Added overlay rendering of the blendshape values

fnunnari · fnunnari · commit 0e19f629442d · 2025-08-19T17:51:30.000+02:00
diff --git a/slvideotools/extract_face_data.py b/slvideotools/extract_face_data.py
@@ -14,6 +14,7 @@
 from PIL.Image import Image
 import PIL.Image
 from PIL import ImageDraw
+import PIL.ImageFont
 
 from .datagen import create_frame_producer, create_frame_consumer
 from .datagen import VideoFrameProducer, VideoFrameConsumer
@@ -224,6 +225,8 @@ def extract_face_data(frames_in: VideoFrameProducer,
     out_Rs = np.ndarray(shape=(0, 3, 3), dtype=np.float32)
     out_scales = np.ndarray(shape=(0,), dtype=np.float32)
 
+    pil_font = None
+
     frame_num = 0
     for rgb_image in frames_in.frames():
 
@@ -232,6 +235,11 @@ def extract_face_data(frames_in: VideoFrameProducer,
             width = rgb_image.shape[1]
             height = rgb_image.shape[0]
 
+            # Prepare the font size according to the video resolution
+            font_size = max(10, height // MEDIAPIPE_FACE_BLENDSHAPES_COUNT)

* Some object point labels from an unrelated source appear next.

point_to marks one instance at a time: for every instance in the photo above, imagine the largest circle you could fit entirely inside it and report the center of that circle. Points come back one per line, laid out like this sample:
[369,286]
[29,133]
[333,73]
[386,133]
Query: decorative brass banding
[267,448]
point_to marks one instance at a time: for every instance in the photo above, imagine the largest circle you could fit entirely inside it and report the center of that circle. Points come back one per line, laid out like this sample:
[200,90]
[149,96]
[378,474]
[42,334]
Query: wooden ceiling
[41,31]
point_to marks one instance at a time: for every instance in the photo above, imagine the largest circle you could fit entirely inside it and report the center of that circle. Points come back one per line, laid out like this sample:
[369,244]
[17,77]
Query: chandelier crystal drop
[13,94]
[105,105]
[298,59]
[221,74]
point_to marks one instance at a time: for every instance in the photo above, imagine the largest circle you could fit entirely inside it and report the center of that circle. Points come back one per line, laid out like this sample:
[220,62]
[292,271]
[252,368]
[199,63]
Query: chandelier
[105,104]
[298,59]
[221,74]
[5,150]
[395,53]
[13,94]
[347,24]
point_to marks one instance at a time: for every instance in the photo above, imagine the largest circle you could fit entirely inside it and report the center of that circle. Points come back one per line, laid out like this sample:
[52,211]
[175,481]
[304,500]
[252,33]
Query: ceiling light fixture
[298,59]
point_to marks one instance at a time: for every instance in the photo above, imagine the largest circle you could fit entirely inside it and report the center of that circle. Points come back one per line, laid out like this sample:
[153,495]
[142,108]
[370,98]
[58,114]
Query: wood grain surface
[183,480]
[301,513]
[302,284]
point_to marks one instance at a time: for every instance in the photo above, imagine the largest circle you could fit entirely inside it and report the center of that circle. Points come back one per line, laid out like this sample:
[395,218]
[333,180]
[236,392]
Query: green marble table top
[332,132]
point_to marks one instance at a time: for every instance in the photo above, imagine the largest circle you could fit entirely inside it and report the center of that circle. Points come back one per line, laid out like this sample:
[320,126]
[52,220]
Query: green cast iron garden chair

+            font_size = 32 if font_size > 32 else font_size
+            pil_font = PIL.ImageFont.load_default(size=font_size)
+
         #
         # RUN MEDIAPIPE FACE LANDMARKER
         mp_image = mp.Image(image_format=mp.ImageFormat.SRGB, data=rgb_image)
@@ -288,22 +296,23 @@ def extract_face_data(frames_in: VideoFrameProducer,
         #
         # Process BLENDSHAPES
         if len(results.face_blendshapes) == 0:
-            frame_bshapes = [float('nan')] * MEDIAPIPE_FACE_BLENDSHAPES_COUNT
+            frame_bshapes = None
+            frame_bshapes_list = [float('nan')] * MEDIAPIPE_FACE_BLENDSHAPES_COUNT
         else:
             # Assume there is only one face
-            frame_bshapes_info = results.face_blendshapes[0]
-            frame_bshapes = [f.score for f in frame_bshapes_info]
+            frame_bshapes = results.face_blendshapes[0]
+            frame_bshapes_list = [f.score for f in frame_bshapes]
             
             # DEBUG code, also to generate the docs
             # print("MP_BLENDSHAPES=[", end="")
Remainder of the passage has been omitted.